As disclosed in ‘091, the compound 2 shown in Scheme 1 is prepared by reacting a monosaccharide preferably D-ribose with 2,2-dimethoxy propane (2,2-DMP) in acetone. The 5-hydroxyl group at the 5’ position of compound 2 is allylated by reacting with allyl bromide and aqueous sodium hydroxide to produce compound 3. The acetonide group in compound 3 is deprotected by treatment with sulfuric acid in methanol resulting in compound 4; thereafter the benzyl protection of the resulting hydroxy groups is carried out by reaction with benzyl chloride and sodium hydride in dimethylformamide to give compound 5. The anomeric methyl group in compound 5 is hydrolysed by reacting with hydrochloric acid and the resulting hemiacetal of compound 6 is reduced using sodium borohydride in ethanol to give partially protected ribitol compound 7. The primary hydroxy group of compound 7 is selectively protected as its trityl. This is achieved by the treatment of said primary hydroxy group of compound 7 with tritylchloride and pyridine to give compound 8, which is then subjected to benzyl protection of its free hydroxy group by using benzyl chloride and sodium hydride in dimethylformamide to obtain compound 8a. Finally the trityl group deprotection in compound 8a provides selectively protected ribitol unit, compound 9. It is this protected ribitol unit, compound 9 which serves as the backbone for the synthesis of oligomeric units having repeating units of phosphate–ribose-ribitol or ribose–ribitol-phosphate.

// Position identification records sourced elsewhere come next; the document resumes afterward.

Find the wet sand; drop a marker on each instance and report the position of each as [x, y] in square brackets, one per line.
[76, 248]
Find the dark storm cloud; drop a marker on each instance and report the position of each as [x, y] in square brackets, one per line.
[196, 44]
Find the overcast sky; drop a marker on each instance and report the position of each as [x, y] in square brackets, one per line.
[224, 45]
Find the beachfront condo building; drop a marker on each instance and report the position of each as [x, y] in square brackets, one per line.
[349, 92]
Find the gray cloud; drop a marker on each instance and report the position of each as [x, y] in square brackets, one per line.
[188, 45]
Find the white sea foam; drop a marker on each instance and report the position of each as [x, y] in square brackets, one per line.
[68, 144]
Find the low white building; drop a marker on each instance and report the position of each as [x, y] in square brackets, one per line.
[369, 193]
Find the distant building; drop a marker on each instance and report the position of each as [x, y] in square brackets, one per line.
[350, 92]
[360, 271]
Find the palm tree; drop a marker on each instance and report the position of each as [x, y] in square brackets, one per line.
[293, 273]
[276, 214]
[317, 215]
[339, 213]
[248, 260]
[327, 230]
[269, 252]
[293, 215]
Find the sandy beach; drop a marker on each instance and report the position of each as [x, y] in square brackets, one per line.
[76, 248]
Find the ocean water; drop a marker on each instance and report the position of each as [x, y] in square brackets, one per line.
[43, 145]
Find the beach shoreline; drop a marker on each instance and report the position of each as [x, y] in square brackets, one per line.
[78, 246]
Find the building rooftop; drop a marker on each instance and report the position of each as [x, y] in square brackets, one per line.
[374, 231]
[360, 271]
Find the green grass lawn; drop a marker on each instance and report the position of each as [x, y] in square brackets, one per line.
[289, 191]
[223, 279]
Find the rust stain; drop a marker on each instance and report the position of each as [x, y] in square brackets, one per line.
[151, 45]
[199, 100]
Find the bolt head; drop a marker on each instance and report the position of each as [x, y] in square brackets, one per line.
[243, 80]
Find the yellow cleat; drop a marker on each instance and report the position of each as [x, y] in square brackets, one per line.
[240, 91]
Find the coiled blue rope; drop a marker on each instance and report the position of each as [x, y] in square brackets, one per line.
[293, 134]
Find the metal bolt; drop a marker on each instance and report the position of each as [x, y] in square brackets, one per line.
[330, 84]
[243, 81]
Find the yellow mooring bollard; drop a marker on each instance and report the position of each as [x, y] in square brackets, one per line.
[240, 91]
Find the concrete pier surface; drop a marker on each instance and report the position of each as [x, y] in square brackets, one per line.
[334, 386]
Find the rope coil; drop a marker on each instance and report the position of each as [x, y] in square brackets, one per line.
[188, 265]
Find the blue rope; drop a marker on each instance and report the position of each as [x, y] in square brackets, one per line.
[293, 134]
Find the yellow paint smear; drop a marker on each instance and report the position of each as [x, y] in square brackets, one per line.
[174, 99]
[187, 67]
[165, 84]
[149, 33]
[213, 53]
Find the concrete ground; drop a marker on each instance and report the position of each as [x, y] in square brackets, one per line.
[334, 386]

Scheme 1. Synthesis of Ribitol Unit

Synthesis of Initiation Unit and Propagation Unit
The protected ribitol unit synthesized in Scheme 1 act as a backbone for the synthesis of the initiation unit and the propagation unit. The synthetic pathway employed in synthesizing Hib-PRP uses a different chemistry as disclosed in the prior art and provide purified saccharides which require less number of steps and thus is quick and easy to scale.

In one of the embodiment, the initiation unit and the propagation unit are prepared by the glycosylation of the acetate protected ribose compound 10 with ribitol and their subsequent transformations as shown in Scheme 2.
The protected ribitol unit compound 9 obtained from Scheme 1 is then reacted with acetyl protected ribose 10 to obtain the glycosyl ribitol preferably ß- glycosyl ribitol compound 11. The obtained ß- glycosyl ribitol is subjected to the treatment with sodium methoxide to remove the acetates resulting in compound 12. The compound 12 serves as a source / originator for both of the initiation unit as well as the propagation unit.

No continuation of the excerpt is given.